= Edvīns Bārda =

Latvian footballer (1900–1947)

Edvīns Johans Bārda (19 April 1900 in Riga – 28 September 1947 in Liverpool) was a Latvian footballer and manager, the eldest and most popular of the four football-playing Bārda brothers.

==Biography==

Edvīns Bārda started his career in 1921 when he joined JKS Riga – the strongest Latvian football club at the time. He played with the side in 1921 and 1922, in 1922 he also took up coaching the team. Later in 1922 he played briefly with ASK Riga until he ended up with the newly founded RFK – the leader in Latvian football in the years to follow, plus he actively participated in the formation of the club in its early years. Along with his brother Arvīds he was selected to play in the first ever international match for Latvia on 24 September 1922. Just two minutes into the friendly match against the Estonia national football team, Edvīns Bārda scored the first ever goal for Latvia national football team. In total between 1922 and 1925 Edvīns Bārda played eight international matches for Latvia scoring five goals, including Latvia's participation at the 1924 Summer Olympics.
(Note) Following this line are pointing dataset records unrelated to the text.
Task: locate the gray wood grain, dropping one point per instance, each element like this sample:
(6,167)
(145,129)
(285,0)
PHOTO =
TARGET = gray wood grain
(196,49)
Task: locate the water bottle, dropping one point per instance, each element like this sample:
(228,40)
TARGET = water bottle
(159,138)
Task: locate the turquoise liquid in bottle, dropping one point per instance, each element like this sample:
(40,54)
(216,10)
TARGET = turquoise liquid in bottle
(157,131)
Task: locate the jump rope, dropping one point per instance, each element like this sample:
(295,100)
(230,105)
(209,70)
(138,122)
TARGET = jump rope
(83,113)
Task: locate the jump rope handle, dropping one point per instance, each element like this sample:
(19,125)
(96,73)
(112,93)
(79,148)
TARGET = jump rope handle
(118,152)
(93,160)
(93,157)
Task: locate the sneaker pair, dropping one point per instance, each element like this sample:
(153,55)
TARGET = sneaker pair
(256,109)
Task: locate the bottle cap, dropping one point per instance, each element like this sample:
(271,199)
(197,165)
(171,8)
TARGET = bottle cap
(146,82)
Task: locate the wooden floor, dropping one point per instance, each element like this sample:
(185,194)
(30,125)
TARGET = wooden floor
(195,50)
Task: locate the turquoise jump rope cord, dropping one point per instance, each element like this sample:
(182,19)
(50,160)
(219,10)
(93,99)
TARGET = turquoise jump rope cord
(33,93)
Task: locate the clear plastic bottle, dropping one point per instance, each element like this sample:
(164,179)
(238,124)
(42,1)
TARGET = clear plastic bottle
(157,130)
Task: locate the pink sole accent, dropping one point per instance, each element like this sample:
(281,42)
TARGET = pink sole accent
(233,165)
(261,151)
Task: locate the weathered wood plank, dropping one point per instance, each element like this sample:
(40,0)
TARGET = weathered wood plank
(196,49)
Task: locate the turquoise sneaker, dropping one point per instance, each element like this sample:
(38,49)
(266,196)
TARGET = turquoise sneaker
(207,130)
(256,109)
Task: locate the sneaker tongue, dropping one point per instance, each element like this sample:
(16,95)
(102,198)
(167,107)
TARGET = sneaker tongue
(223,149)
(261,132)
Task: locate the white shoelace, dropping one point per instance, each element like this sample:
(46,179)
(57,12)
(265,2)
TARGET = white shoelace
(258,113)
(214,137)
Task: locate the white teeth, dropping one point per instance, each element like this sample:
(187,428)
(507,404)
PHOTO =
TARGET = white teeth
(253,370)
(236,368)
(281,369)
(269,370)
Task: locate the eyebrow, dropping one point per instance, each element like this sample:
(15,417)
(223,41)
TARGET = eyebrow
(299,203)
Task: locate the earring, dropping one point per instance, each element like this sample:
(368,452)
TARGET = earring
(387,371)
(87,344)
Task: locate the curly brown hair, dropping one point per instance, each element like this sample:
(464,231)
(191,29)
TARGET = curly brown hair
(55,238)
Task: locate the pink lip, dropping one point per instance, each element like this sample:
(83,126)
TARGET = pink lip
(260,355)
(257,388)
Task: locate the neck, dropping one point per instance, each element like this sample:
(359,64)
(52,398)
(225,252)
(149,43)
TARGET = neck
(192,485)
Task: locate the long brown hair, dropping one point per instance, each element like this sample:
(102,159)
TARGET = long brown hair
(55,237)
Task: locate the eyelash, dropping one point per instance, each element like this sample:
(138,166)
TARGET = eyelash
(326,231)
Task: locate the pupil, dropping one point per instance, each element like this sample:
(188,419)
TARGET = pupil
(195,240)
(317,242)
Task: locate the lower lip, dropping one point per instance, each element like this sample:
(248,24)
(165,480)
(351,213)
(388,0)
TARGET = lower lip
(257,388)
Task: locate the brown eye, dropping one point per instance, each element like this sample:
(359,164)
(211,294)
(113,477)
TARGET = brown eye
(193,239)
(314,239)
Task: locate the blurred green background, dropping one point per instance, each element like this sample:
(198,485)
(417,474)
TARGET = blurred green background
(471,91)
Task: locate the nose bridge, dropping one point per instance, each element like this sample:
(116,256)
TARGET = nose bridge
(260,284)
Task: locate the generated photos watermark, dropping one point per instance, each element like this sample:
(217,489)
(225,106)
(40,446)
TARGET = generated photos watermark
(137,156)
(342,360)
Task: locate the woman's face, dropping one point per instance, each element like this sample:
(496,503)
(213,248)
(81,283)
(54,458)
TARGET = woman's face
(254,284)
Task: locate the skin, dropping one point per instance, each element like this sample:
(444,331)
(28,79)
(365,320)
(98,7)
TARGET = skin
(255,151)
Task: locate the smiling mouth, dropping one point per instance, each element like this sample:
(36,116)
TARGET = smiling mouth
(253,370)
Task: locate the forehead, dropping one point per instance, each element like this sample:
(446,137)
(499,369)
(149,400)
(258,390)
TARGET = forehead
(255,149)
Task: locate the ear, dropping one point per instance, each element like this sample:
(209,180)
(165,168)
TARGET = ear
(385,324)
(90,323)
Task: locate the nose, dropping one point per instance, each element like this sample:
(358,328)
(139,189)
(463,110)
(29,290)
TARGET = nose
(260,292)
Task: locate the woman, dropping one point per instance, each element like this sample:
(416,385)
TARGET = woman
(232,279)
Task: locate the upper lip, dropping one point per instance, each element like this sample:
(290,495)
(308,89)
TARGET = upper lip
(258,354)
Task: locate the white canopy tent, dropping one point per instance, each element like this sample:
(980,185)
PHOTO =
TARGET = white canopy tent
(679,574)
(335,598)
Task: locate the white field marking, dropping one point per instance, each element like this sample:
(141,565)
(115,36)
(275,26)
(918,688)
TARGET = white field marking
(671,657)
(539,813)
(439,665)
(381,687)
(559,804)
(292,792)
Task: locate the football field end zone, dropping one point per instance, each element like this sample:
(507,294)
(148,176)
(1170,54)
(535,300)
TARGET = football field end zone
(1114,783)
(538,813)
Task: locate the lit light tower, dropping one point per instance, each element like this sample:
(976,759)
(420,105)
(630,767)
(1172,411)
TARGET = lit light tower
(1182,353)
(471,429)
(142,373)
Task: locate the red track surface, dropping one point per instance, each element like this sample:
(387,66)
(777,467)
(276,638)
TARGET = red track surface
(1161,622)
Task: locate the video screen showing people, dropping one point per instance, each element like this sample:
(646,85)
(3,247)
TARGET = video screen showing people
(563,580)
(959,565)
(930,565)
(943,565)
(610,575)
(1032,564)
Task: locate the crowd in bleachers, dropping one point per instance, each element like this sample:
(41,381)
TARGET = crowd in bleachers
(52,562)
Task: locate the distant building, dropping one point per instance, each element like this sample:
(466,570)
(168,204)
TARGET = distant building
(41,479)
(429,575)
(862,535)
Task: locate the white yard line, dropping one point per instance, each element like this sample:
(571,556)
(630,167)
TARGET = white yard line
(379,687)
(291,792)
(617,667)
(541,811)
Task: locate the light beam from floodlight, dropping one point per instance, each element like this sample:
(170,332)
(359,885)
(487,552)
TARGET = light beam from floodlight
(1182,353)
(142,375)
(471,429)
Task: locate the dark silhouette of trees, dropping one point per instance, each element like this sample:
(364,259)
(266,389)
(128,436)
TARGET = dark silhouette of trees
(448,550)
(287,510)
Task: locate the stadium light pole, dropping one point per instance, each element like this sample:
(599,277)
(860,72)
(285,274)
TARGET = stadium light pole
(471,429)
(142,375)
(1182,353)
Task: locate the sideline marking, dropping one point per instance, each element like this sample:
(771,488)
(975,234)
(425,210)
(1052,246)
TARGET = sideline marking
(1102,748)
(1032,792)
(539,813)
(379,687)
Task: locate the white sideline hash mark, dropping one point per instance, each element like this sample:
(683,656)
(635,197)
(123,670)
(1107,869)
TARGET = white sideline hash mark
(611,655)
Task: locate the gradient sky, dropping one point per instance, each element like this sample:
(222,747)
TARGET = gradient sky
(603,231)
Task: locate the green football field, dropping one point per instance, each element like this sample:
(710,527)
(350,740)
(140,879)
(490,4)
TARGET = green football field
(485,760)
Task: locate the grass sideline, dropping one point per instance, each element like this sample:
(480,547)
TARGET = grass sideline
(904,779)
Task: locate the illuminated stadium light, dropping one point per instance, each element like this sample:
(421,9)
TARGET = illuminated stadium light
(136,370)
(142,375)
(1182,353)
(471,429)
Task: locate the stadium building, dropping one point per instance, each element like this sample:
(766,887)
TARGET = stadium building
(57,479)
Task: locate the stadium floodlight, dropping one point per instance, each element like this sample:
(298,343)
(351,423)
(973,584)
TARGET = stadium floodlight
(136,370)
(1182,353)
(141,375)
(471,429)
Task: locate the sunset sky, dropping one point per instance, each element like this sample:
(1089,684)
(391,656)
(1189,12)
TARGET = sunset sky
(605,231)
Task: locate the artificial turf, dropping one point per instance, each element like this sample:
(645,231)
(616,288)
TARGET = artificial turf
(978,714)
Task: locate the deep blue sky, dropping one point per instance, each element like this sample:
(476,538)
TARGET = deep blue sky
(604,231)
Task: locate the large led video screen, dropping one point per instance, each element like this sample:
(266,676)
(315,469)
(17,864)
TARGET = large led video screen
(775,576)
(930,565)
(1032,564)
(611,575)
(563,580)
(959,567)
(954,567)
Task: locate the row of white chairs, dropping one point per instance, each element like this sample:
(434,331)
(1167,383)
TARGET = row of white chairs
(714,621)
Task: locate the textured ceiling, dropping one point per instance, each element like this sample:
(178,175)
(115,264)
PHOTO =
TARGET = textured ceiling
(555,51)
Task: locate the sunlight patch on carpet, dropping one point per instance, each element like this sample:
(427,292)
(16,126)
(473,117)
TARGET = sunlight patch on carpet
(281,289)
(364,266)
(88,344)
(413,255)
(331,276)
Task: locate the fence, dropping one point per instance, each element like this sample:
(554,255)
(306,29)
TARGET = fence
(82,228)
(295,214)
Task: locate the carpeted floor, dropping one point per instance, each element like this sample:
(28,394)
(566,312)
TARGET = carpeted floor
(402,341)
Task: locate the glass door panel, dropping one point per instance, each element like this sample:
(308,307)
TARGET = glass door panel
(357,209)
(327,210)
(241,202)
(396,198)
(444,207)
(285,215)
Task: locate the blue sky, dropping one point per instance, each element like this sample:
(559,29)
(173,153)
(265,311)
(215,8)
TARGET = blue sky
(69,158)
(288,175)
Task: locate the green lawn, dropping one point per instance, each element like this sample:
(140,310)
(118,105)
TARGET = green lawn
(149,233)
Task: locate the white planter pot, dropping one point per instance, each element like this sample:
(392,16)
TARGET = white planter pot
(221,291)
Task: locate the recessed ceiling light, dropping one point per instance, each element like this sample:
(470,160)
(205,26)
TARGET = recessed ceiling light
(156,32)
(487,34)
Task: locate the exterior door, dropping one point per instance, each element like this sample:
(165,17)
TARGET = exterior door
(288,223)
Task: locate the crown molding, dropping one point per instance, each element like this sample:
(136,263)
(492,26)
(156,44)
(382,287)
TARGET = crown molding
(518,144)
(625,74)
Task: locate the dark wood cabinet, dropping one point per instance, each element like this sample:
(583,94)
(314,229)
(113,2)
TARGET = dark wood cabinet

Edvīns Bārda, the goal hungry forward who was always battling for every inch on the pitch, was a fan favourite. With RFK he won two Latvian championships in 1924 and 1925. In 1926 Bārda took up coaching Hakoah Riga and a football club in Jelgava, but in 1927 he played again on the field with Amatieris. In later years for some time he was also the coach of SSS Riga.

In 1933 Edvīns Bārda participated in a match of club veterans against the RFK youth squad to celebrate the 10th anniversary of RFK.

Edvīns Bārda died at the age of 47 in Liverpool.